Tesla’s (TSLA) Q1 delivery figures were a “big miss” even amid a “very lowered bar,” UBS said in a note to clients emailed on Wednesday.
The company said Tuesday it delivered 386,810 vehicles for the March quarter, compared with projections on Visible Alpha for about 454,200 units. It made 433,371 vehicles during the three-month period, lower than the forecast for 462,100 units.
“Based on our conversations, buy-side expectations were lower, with the ‘bogey’ likely ~415k-420k,” said UBS analysts including Joseph Spak. “The lowest buy-side expectation we heard was ~400k, and results were ~3% below that figure.”
The analysts said that “unique events” during the quarter — such as ramping the refreshed Model 3 at the Fremont plant, downtime caused by the Red Sea disruption, and an arson incident at the Berlin plant — hit production but demand seems to be slowing.

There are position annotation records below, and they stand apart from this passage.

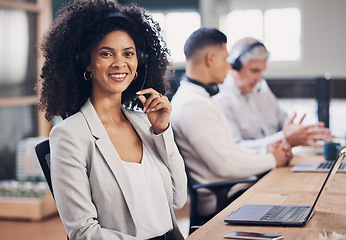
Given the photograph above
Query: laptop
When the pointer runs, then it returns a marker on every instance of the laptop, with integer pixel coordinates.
(317, 167)
(281, 215)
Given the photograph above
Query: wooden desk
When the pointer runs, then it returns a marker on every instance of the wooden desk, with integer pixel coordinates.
(281, 186)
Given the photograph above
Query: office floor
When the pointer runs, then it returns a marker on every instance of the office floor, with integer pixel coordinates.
(52, 228)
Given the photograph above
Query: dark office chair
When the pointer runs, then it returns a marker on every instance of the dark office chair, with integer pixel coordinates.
(43, 154)
(219, 189)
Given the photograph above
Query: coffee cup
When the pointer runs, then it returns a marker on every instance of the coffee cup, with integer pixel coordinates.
(331, 150)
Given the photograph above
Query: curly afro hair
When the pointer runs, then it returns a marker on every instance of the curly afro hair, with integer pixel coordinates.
(66, 48)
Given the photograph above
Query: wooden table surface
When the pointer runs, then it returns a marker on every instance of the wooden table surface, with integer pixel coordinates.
(281, 186)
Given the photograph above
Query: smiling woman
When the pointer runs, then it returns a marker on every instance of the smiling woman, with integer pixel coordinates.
(114, 63)
(116, 172)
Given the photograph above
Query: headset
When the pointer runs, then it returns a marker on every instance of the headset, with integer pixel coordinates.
(236, 64)
(211, 88)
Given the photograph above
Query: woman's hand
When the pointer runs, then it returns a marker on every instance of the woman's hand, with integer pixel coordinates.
(157, 107)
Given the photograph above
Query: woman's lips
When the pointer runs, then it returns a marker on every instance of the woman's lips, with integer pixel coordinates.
(118, 76)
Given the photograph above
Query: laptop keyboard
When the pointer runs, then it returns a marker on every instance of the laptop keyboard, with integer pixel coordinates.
(285, 213)
(327, 165)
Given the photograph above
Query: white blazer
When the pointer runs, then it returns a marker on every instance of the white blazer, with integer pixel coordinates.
(91, 189)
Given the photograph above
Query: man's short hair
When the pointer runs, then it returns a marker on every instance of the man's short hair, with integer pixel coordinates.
(257, 53)
(201, 38)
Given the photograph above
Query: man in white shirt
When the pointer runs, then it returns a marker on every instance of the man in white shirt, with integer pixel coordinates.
(201, 130)
(252, 110)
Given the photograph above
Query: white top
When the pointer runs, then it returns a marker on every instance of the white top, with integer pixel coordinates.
(206, 142)
(256, 119)
(151, 205)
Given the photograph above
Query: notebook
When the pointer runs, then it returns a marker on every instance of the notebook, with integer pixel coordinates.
(281, 215)
(317, 167)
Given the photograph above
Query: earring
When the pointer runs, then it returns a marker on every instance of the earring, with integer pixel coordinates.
(85, 75)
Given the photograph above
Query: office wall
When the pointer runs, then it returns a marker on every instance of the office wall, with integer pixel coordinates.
(323, 34)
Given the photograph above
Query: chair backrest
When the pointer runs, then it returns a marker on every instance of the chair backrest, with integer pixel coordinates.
(43, 154)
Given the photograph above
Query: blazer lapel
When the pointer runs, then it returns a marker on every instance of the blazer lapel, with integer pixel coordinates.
(108, 152)
(142, 126)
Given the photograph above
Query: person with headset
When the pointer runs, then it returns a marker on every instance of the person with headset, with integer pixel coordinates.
(252, 110)
(200, 128)
(116, 170)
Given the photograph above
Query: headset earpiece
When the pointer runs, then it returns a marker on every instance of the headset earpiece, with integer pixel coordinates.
(236, 64)
(142, 58)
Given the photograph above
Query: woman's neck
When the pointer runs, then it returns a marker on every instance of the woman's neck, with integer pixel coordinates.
(108, 109)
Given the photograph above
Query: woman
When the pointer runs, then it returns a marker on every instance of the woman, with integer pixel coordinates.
(116, 171)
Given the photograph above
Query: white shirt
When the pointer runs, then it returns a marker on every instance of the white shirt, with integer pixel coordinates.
(206, 143)
(151, 204)
(256, 119)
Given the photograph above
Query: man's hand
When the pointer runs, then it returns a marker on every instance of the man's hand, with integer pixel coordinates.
(300, 135)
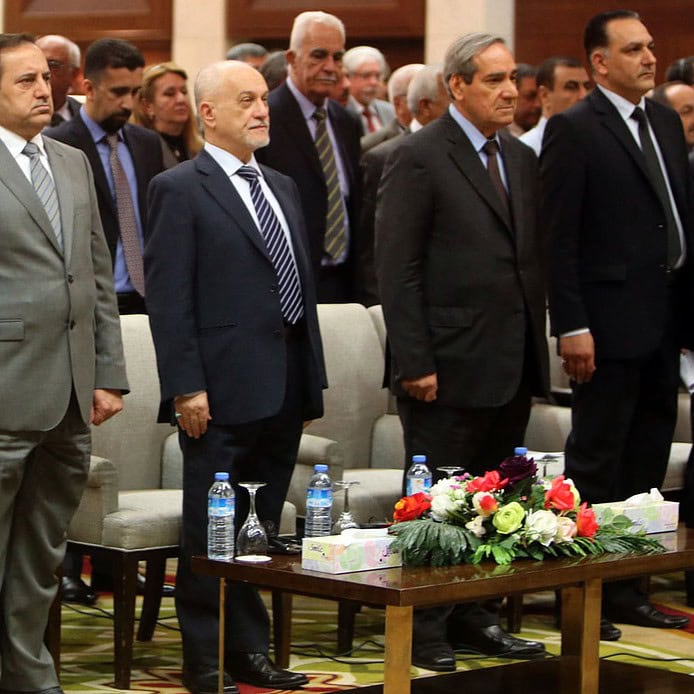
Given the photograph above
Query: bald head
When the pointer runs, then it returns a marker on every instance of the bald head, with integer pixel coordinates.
(231, 97)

“Showing a y/y delivery decline, especially at a rate greater than production decline, will do little to ease market concerns over growth,” the note said.
Meanwhile, the focus for Tesla’s quarterly results slated for April 23 will now likely turn to margins, UBS said.
“We believe current expectations for auto gross margins ex-credits are too high (consensus for 1Q24 was ~16%, UBS at 13.9% before this release),” the analysts said. “Further, we believe the market will re-evaluate growth expectations not just for 2024, but also 2025 with some downward revisions likely, in our view.”
UBS has a neutral rating on Tesla and a $165 price target.